You are given a 0-indexed 2D integer matrix grid of size 3 * 3, representing the number of stones in each cell. The grid contains exactly 9 stones, and there can be multiple stones in a single cell.

In one move, you can move a single stone from its current cell to any other cell if the two cells share a side.

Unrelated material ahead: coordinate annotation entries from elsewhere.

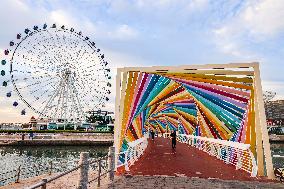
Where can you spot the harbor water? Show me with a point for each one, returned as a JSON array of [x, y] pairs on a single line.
[[35, 160]]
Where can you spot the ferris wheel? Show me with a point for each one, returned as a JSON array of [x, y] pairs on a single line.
[[57, 72]]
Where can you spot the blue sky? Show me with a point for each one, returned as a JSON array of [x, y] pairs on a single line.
[[162, 32]]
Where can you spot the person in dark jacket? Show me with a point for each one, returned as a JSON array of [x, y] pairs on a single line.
[[174, 139]]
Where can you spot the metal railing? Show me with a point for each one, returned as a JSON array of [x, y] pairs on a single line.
[[133, 153], [103, 166], [235, 153], [24, 171]]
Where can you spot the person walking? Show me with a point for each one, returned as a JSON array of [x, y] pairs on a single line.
[[152, 134], [31, 136], [174, 139]]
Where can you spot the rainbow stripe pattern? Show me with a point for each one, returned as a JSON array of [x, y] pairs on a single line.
[[213, 102]]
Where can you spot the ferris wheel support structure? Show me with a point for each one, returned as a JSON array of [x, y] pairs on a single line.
[[58, 73]]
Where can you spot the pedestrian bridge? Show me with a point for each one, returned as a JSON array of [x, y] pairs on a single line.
[[217, 110], [193, 157]]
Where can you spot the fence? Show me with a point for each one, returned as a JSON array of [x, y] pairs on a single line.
[[133, 153], [25, 171], [103, 166], [237, 154]]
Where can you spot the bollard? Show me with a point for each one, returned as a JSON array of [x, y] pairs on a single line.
[[111, 162], [44, 183], [18, 174], [83, 171], [99, 173]]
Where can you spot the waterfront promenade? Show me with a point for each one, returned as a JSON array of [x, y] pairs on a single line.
[[57, 139], [160, 159]]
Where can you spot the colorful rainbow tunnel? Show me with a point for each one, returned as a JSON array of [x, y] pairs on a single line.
[[214, 102]]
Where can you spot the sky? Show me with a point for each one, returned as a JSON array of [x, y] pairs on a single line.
[[159, 33]]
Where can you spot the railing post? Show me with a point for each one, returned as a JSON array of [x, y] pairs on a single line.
[[99, 173], [44, 185], [126, 161], [111, 162], [227, 157], [50, 168], [239, 163], [18, 174], [83, 171]]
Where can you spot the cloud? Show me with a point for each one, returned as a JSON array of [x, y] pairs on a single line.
[[255, 22], [264, 17]]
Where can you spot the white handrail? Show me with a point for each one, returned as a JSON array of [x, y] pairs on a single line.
[[230, 152], [134, 151]]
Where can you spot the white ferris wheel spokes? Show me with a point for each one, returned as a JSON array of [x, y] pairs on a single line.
[[58, 73]]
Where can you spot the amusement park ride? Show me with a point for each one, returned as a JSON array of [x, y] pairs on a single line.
[[58, 73]]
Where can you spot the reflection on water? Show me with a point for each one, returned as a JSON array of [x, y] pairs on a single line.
[[36, 160], [277, 150]]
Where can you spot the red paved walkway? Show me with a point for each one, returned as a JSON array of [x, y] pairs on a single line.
[[160, 159]]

Return the minimum number of moves required to place one stone in each cell.

 

Example 1:

Input: grid = [[1,1,0],[1,1,1],[1,2,1]]
Output: 3
Explanation: One possible sequence of moves to place one stone in each cell is: 
1- Move one stone from cell (2,1) to cell (2,2).
2- Move one stone from cell (2,2) to cell (1,2).
3- Move one stone from cell (1,2) to cell (0,2).
In total, it takes 3 moves to place one stone in each cell of the grid.
It can be shown that 3 is the minimum number of moves required to place one stone in each cell.

Example 2:

Input: grid = [[1,3,0],[1,0,0],[1,0,3]]
Output: 4
Explanation: One possible sequence of moves to place one stone in each cell is:
1- Move one stone from cell (0,1) to cell (0,2).
2- Move one stone from cell (0,1) to cell (1,1).
3- Move one stone from cell (2,2) to cell (1,2).
4- Move one stone from cell (2,2) to cell (2,1).
In total, it takes 4 moves to place one stone in each cell of the grid.
It can be shown that 4 is the minimum number of moves required to place one stone in each cell.

 

Constraints:

  • grid.length == grid[i].length == 3
  • 0 <= grid[i][j] <= 9
  • Sum of grid is equal to 9.

Solutions

Solution 1: Naive BFS

The problem is essentially finding the shortest path from the initial state to the target state in a state graph, so we can use BFS to solve it. The initial state is grid, and the target state is [[1, 1, 1], [1, 1, 1], [1, 1, 1]]. In each operation, we can move a stone greater than $1$ from a cell to an adjacent cell that does not exceed $1$. If the target state is found, we can return the current layer number, which is the minimum number of moves.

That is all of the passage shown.